Sixi Dumplings

Sixi Dumplings

by He Xiaohe

4.9 (1)




1h 30m



Sixi dumplings are traditional Chinese noodles. They usually consist of four petals. The combination of various ingredients makes it more nutritious and beautiful in color. It can be made into an open style steamed in a steamer, or four dumplings can be joined together and kneaded together to make Sixi copper coin dumplings. It can be cooked or steamed. Today I made an open style Sixi steamed dumplings. There are four kinds of dumplings. The colored fillings are exposed, which looks good and delicious. In the past, these were all court dumplings, and only princes and nobles could eat them.
For dumplings, I like to use special wheat core flour for Arowana dumplings, selected high-quality wheat, with low gluten content, high water absorption, and protein content as high as 18%. It is no problem for making bread. The kneaded dough has good ductility, soft and easy to handle. The cooked dumplings are translucent and vigorous. They will not be mixed with soup for a long time, and the dumplings will not break, so I really can't fault it.


Sixi Dumplings

1. Ingredients.

Sixi Dumplings recipe

2. Put the dumpling powder in a basin, add water all at once, and stir it into a flocculent shape with chopsticks to avoid sticking to your hands.

Sixi Dumplings recipe

3. Then move the dough to the panel, knead it into a smooth dough by hand, cover it with moist gauze and let it rest for 20 minutes, the dough will become fine and elastic, which is better for operation.

Sixi Dumplings recipe

4. Make dumpling fillings when the dough is loose. The first step is to add pork with chopped green onion and ginger and chopped coriander, then add five-spice powder, salt, oyster sauce and a spoonful of light soy sauce.

Sixi Dumplings recipe

5. Then start to process the four colors of vegetables. Wash the broccoli, blanch it, and chop it, soak the fungus in advance, rinse and mince, mince with the mushrooms, mince the carrots, and peel off the corn kernels for later use.

Sixi Dumplings recipe

6. The mixed meat filling is divided into 4 parts. Add broccoli, carrots, shiitake mushrooms, fungus, and corn kernels, and then mix them evenly. The dumpling fillings of the four colors and flavors are ready.

Sixi Dumplings recipe

7. Roll the loose dough into long strips of the same thickness, and cut into dough pieces of the same size.

Sixi Dumplings recipe

8. Sprinkle dry powder to prevent adhesion, and then press flat. When pressing, press with even force, try to press as round as possible.

Sixi Dumplings recipe

9. Roll out into the same size, with slightly thinner edges and thicker dumpling wrappers in the middle. Arowana's dumpling powder is always used at my home. It is translucent and powerful.
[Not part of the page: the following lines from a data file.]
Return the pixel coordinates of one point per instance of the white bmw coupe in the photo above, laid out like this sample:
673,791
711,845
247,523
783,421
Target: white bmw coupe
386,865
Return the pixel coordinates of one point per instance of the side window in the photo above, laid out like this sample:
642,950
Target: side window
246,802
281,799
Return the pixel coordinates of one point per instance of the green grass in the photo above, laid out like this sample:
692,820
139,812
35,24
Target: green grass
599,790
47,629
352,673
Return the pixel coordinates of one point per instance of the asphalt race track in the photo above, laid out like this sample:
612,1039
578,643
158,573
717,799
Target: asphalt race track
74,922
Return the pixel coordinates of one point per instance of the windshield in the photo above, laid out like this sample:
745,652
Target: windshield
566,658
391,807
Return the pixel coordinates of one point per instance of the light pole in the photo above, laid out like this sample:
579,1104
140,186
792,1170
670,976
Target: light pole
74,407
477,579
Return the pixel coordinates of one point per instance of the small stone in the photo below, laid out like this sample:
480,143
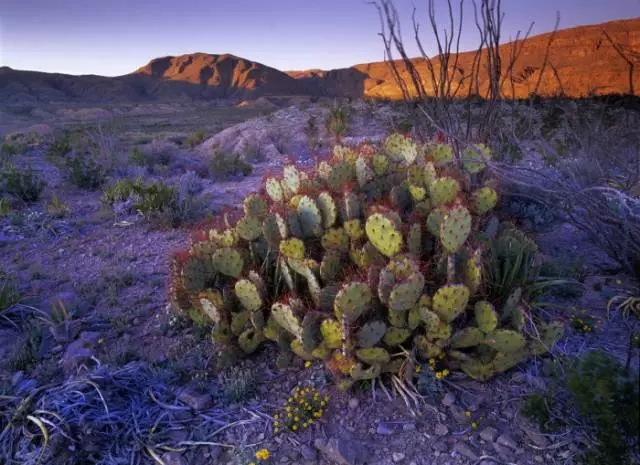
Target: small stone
448,400
409,427
459,414
508,441
538,439
504,452
441,430
385,429
173,458
465,450
308,453
195,400
489,434
343,451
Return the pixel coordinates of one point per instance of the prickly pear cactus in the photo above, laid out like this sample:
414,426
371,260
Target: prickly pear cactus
379,250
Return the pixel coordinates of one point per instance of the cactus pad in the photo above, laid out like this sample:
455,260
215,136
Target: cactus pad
435,220
292,248
486,316
255,207
228,261
467,337
291,180
455,228
274,189
354,229
309,216
331,334
371,333
383,234
380,164
328,208
248,295
249,228
443,191
396,336
405,295
352,300
450,301
335,239
505,340
473,271
283,315
484,200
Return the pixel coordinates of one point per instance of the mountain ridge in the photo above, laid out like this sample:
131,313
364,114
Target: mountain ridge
581,62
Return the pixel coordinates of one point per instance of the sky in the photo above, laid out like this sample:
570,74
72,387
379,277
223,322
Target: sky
114,37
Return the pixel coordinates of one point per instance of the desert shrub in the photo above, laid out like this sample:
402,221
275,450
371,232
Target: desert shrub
61,146
85,171
9,295
158,201
22,183
224,165
337,122
238,384
190,183
605,395
7,151
312,131
331,264
195,138
5,207
137,157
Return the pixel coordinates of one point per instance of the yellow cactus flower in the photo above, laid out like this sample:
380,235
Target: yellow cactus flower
262,454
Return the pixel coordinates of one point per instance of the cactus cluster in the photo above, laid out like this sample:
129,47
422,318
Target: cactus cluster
375,249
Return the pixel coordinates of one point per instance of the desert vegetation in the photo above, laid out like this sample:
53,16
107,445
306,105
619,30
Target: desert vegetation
446,278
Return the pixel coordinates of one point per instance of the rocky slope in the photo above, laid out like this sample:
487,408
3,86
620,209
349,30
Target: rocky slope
582,61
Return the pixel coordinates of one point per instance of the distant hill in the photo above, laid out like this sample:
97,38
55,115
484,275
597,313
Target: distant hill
581,62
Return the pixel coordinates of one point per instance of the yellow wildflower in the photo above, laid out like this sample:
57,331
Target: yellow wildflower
262,454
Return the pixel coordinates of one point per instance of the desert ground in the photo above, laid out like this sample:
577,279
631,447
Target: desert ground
97,367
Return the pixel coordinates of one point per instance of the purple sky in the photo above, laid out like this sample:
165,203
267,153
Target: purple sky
117,36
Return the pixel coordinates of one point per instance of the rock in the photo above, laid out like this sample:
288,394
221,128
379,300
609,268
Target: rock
79,352
385,429
441,430
504,452
409,427
195,400
465,450
343,451
308,453
173,458
537,438
448,400
459,414
507,441
489,434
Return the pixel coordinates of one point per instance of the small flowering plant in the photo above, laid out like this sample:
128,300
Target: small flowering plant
302,409
429,377
582,322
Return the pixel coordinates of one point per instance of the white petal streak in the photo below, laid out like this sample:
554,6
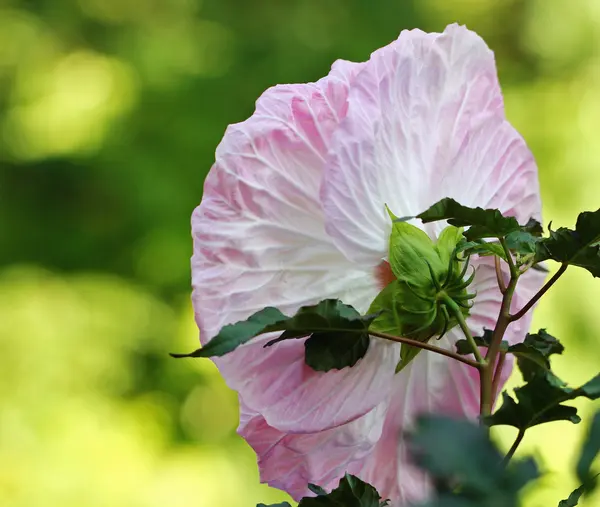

It can be rolled out very thin, and the dumplings made out of it won't be boiled.

Sixi Dumplings recipe

10. Put a little dumpling filling in the middle of the dumpling skin, not too much, just set the shape first.

Sixi Dumplings recipe

11. Pick up the four corners and pinch together, pinch tightly in the middle, try to be even, and then tidy up to make it look better.

Sixi Dumplings recipe

12. Fill the four holes with four kinds of dumpling fillings, try to fill them a little, and the Sixi dumplings are ready.

Sixi Dumplings recipe

13. Add water to the steamer, put baking paper on the grate, and put Sixi dumplings.

Sixi Dumplings recipe

14. Bring to a boil and steam for 10 minutes after SAIC.

Sixi Dumplings recipe


1. Adjust the flavor of the pork filling first, then divide it into four parts, add the four colors of vegetables and mix well, the dumpling filling is ready, the colors are bright and beautiful.
2. The dumpling dough is slightly loosened for a while, and it is more chewy and smoother.